Today, the front page of the University of Guelph website today is boasting an article about a research project aimed at researching sustainable farming methods for Haitian farmers. The lead researcher on the project is Manish Raizada is researching the potential of producing sustainable agriculture kits that could be distributed to small farms and improve their agricultural practices. This type of well thought out research is what Haiti really needs in this time of need, as opposed to the impact foreign intervention has had in the past as is mentioned in a recent Toronto Star article about the plight of creole pigs in rural Haiti. Lets hope that their are good improving times arriving to Haitian farmers sooner rather then later!
Back on January 18th I wrote a blog about how OFAC and PETA both take extreme stances on agricultural issues. Yesterday a PETA activist from New York, threw a pie in the face of the minister of fisheries Gail Shea. Shea was in Burlington opening the Aquatic Life Research Facility, when the PETA activist stepped up and pied her, in the midst of her speech. This type of action is fairly extreme and rather unproductive in that most of the media coverage today is about the intended research and the ministers reaction to the pie rather then the message that PETA was trying to deliver via shaving cream. So does this mean that PETA is more extreme then OFAC after all or if the tables were turned and the minister of agriculture was instead presenting legislature going against modern animal agriculture practices, could you see an OFAC supporter sending their message with a little shaving cream to the face?

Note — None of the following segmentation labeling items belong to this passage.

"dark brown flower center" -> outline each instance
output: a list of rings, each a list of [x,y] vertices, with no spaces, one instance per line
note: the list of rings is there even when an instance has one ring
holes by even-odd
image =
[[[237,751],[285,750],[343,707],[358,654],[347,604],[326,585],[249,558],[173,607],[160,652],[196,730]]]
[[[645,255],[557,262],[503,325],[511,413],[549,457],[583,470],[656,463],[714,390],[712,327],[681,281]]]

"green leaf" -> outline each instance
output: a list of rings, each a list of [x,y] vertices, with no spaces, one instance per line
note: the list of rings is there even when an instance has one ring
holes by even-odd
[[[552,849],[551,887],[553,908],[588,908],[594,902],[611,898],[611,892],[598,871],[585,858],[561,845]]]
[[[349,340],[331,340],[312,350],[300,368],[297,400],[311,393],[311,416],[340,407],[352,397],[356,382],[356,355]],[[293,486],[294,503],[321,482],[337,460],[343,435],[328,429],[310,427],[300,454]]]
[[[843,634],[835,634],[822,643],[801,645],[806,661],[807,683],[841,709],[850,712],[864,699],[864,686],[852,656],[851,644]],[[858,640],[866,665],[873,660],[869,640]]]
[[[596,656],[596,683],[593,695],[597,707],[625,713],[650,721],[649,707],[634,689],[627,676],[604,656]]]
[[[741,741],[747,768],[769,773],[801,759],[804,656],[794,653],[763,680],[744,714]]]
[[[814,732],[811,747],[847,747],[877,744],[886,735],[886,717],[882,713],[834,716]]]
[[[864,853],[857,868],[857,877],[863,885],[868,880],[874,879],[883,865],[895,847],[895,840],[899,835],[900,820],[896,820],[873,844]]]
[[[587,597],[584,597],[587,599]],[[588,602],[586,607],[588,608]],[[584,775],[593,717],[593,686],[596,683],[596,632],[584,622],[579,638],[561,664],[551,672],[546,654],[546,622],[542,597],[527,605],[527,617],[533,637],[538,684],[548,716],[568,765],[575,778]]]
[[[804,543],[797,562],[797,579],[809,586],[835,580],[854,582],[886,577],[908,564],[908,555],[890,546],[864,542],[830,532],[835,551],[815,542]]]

This past Friday was the SFOAC’s annual Aggie Goodtimes, a semi-formal banquet attended by most agriculture science and agricultural business students. It’s an opportunity for students to get dressed up and celebrate their colleges and some of their top athletes, clubs and students. Every year their is also a guest speaker, this year the speaker was Andrew Campbell from Farms.com. Andrew commented on the impact and possibilities in social media, new technologies and the internet in order to increase consumer knowledge. Unfortunately his talk was heavily biased and blatantly one sided in support of industrial agricultural and purely vilifying any organization opposed to the decisions of industrial agriculture. He called for students at the banquet to take up arms in a sense and write blogs and join Facebook groups in support of industrial agriculture. I agree with the concept and clearly am following his directions by writing this blog, but some of his comments I have severe issues with including a statement he made about the well funded anti-agriculture lobby such as Greenpeace and PETA. I recently say a video that mentioned this topic and contrasted the “well funded” lobby versus the lobbying spending of the major agricultural corporations. I hope Andrew is ready to have both sides of these issues represented fairly and that vilifying an opponent does nothing for his argument, even if he feels they are vilifying his opinion.
In a recent cabinet shuffle Ontario Premier Dalton McGuinty removed the current agriculture minister Leona Dombrowsky who had held the post since 2005. She was replaced with former backbencher from Huron-Bruce Carol Mitchell . After doing a little reading I found that between 2003-2006 she worked as the parliamentary assistant to then agriculture minister Steve Peters, which should be helpful in her new position. With a background in local rural politics she seems well suited in my opinion for the position, also some of the policies she lists on her website including her backing of high skills majors in high schools seem interesting to me. Coming from the Huron county a highly productive and rapidly changing agricultural area, she should have a good understanding of the major agricultural policy decisions that will need to be made over the next few years.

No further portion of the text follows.